Rabbi Berel Wein
This week’s parsha emphasizes, albeit in an indirect fashion, the litigious nature of human society and the requirement for the appointment of judges to decide disputes and for police to enforce those decisions. A perfect world needs no judges or courts, police or bailiffs. Our very imperfect world cannot reasonably hope to function and exist in their absence. Law and order are the requirements for a commercially and civilly successful society. As such, judges and courts are the necessary check to prevent chaos and anarchy. But the Torah points out that there must always be necessary restraint on the powers of the courts and the police as well. And that check to judicial power is called justice and righteousness, as these concepts are defined and detailed by the Torah law and its traditions. There is a special burden imposed by the Torah upon the judicial process, to somehow achieve not simply legally correct decisions, but a broader obligation to accomplish a sense of righteousness and justice in its general society. And the courts are bidden to be pursuers of justice and righteousness and not to satisfy themselves with seemingly correct legal conclusions, which narrowly construed, unfortunately can many times somehow lead to injustice and tragedy. There are many examples in the history of the Jewish people where judicial and even rabbinic decisions, seemingly legally correct, led to terrible disputes and tragedies simply because the general public did not feel that justice was done in the matter. Without the palpable presence of justice being present in our court system, we become a very divisive and spiritually sterile society. Jewish tradition encourages compromise over hard and fast judicial decision.

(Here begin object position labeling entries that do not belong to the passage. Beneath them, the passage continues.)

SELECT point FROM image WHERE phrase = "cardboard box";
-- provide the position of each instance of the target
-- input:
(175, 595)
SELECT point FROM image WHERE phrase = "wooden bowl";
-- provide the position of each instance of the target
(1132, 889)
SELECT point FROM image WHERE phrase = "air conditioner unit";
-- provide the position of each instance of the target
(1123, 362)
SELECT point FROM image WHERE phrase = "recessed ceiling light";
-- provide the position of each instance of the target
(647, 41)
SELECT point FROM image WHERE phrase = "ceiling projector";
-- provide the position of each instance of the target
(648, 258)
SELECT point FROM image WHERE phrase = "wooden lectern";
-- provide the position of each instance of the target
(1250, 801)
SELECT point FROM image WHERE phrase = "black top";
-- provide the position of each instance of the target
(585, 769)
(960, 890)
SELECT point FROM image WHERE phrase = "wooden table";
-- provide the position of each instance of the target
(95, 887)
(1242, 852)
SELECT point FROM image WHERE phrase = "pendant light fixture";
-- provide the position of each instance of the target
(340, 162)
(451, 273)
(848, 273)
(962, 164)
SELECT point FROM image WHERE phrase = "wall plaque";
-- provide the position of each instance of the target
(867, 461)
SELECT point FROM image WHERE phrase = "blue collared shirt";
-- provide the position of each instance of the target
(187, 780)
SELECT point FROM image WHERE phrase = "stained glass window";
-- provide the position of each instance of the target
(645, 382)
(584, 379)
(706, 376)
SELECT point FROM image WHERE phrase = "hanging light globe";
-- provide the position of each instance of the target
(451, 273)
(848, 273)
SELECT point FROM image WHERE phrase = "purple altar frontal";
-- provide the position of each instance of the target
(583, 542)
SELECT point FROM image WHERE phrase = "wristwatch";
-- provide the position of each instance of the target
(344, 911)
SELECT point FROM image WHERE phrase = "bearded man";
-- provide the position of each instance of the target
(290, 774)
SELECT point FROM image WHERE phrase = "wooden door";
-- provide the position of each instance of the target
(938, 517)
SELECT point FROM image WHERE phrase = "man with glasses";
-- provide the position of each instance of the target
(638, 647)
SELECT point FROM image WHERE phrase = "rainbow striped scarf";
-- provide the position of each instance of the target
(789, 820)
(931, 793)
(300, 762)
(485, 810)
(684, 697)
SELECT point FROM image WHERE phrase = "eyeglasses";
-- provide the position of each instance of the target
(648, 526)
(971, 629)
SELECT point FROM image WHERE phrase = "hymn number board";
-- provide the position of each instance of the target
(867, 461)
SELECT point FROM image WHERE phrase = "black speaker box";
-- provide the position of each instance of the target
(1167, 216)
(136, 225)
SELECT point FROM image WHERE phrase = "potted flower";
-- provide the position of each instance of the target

In fact, many great Jewish figures of the past and present, though personally involved in the world and practice of commerce, have prided themselves as never having been involved in any dispute that was submitted to a court of law or to a rabbinic tribunal. The emotional and monetary costs of pursuing a matter of contention in a judicial manner are telling and long lasting. This is especially true when a family or partnership dispute is involved. Those scars are never completely healed. When I attended law school many decades ago, we were taught to abide by an adage attributed to Abraham Lincoln: “A poor settlement is still better than a good lawsuit.” Disputes disturb our sense of ego, and we feel that we must prevail, sometimes at enormous personal cost. We become captivated by the sense of our legal rights and lose sight that justice, righteousness and inner harmony can be better served by realizing that less is more and that legal victories are many times more pyrrhic than real. The prophet Yeshayahu calls to those that “pursue righteousness and justice” for they are the ones who truly seek “to find G-dliness in their lives.” We need judges, courts and police in all human societies. Nevertheless, the wise person will regard them as matters of last resort and not as the prime solution to the frictions and problems of everyday life.